Here is where I will bring in the subtopics of this debate. 1). PPH doesn't even perform mammograms. This is what several supporters of the withdraw are stating. Fact: Of the four million women who got breast exams through Planned Parenthood clinics in the last five years, 70,000 were provided through the Foundation. So maybe SGK wasn't responsible for each and every exam, and PPH will surely rise above this and continue to screen women, but they certainly screen women for breast cancer by performing mammograms. Now in the offset of this "scheme" as I'll call it, over $650,000 has been raised by other charities to be certain PPH can continue their yearly check-ups. Note: Many of these new supporting charities are ALSO anti-abortion, however they see the importance of providing women with proper screenings and breast health.
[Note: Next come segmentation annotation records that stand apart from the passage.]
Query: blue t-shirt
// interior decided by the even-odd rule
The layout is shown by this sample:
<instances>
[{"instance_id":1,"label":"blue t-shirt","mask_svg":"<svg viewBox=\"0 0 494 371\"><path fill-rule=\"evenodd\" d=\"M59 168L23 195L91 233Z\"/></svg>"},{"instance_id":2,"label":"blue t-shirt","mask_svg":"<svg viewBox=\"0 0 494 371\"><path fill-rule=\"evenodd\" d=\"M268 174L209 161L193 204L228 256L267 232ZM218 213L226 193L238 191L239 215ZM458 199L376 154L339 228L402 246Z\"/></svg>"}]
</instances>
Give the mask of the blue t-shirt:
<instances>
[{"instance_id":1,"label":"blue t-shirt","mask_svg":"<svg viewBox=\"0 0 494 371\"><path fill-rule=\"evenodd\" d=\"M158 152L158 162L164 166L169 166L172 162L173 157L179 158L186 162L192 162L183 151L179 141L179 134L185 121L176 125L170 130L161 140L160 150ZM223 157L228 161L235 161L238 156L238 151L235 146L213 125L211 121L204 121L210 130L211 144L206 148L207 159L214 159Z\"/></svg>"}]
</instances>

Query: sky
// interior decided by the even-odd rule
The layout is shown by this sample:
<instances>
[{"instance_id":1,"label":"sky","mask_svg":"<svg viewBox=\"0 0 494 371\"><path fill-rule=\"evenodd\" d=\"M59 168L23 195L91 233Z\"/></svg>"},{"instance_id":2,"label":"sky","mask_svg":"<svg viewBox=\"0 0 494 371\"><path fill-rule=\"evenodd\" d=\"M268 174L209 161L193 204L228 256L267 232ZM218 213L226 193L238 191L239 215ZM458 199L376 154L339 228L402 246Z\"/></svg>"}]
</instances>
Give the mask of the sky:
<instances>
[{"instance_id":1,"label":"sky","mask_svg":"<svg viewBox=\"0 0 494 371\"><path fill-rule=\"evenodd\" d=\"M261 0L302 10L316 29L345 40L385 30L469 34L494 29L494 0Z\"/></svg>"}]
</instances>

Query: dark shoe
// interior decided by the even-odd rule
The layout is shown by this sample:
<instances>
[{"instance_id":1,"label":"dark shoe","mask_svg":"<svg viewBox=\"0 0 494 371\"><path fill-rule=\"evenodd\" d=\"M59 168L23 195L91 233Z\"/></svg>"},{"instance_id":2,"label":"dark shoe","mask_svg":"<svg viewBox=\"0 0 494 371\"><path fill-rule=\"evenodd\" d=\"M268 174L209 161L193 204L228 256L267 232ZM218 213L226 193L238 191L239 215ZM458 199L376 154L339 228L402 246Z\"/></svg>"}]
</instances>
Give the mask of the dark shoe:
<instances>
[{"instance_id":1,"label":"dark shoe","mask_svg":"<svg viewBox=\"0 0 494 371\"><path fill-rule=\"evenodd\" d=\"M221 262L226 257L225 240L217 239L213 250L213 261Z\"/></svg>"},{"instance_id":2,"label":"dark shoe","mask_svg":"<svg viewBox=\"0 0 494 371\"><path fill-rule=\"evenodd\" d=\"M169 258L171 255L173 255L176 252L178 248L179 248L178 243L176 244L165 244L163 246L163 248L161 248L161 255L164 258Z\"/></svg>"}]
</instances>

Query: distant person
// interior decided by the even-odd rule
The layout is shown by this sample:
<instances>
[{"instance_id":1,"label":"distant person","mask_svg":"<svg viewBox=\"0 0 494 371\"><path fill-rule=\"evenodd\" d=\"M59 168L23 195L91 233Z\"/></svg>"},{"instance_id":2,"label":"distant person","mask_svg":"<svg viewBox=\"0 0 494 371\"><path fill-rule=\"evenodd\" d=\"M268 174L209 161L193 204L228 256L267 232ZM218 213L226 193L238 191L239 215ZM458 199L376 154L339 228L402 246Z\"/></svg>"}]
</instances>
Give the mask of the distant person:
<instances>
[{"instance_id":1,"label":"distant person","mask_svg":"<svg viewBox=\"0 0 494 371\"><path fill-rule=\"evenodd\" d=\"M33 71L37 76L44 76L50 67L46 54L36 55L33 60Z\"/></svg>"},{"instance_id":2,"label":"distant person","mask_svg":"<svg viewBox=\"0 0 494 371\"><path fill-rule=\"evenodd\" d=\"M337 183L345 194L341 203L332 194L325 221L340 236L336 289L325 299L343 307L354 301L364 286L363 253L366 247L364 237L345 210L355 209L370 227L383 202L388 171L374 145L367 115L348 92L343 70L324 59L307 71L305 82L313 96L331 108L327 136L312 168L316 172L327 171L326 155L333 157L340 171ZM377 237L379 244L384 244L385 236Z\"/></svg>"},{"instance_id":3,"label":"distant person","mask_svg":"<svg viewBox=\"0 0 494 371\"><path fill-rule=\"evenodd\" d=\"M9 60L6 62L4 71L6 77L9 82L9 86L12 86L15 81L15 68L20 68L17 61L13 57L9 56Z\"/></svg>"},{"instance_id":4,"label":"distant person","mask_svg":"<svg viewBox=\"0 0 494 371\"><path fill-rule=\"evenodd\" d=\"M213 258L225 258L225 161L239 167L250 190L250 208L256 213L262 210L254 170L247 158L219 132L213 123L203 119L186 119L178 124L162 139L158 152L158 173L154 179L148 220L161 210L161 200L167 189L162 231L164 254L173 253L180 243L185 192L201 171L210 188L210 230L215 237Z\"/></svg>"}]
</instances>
When you even mention Planned Parenthood, a bitter taste is formed in your mouth based on the fact that this organization performs abortions. Even as abortion rates continue to decline, PPH and affiliates are still responsible for roughly 23% of all abortions performed in the US each year. This is only one aspect to their clinics. What about contraceptives? If you ask certain religious groups, contraceptives are just as "evil" as an abortion. It's to contracept life. Which provokes the argument of "what about the women and girls who use contraceptives, birth control, etc, for other health reasons such as heavy periods, or hormonal imbalances?" Oh.... yeah. Yes, this is generally ok, but not if it is administered through the hands of a PPH provider.
What about going to PPH for other health care? Routine visits, yearly exams, fertility, etc? Well from personal experience, I used to have all my exams done through a PPH facility. Was I going for an abortion? No? Did I ever talk to anyone about an abortion? Nope. I strictly went for a quarterly contraceptive and yearly exams. What's so bad about that? Well simply going to these facilities generates business. Business keeps the lights on. Keeping the lights on keeps the abortion procedures a reality. But what if you are a low income women, who just so happens to be of a different race and considered a minority? Planned Parenthood is generally in lower income neighborhoods, and typically have less strict health coverage requirements, thus advertising themselves to these women. So what if Planned Parenthood is your only option?
Do I believe in abortion? NO. I do strongly believe in the health care and well being for women though, and those specifically of lower class and minority who are being cared for, when others turn them away. In a perfect scenario, these facilities would be shut down, and the government would make more stringent laws mandating that other health care facilities, NOT performing abortions, would provide the same care for women at the same cost that PPH does. Of course that is another subject all together, and yes, there are other facilities out there who accommodate no health insurance, and low income families to their clinics, but they aren't as convenient as a Planned Parenthood placed in their neighborhood.
All in all, the controversy that this decision has sparked is going to be a never ending battle, but what people need to keep in mind, is that regardless of where the funding is given, it is going to help protect and keep millions of women informed and healthy, which hopefully one day will put an end to the devastating disease called Breast Cancer. Will this spark future withdraws? I personally believe it will. But also based on the outpour of support of those in favor of Planned Parenthood over SGK, I think it definitely goes to show where people's concerns lie. It's not about the "abortion mill", it's about preventing care. It's about an organization so adamant that their goal is to find a "cure" and save lives, withdrawing donations from an organization notorious for ending lives. There are so many other factors in the middle, that clearly have made their own marks of those who are both pro-life and pro-choice.
It will be interesting to see where this all goes. But for the time being, the importance needs to stay on providing care for women.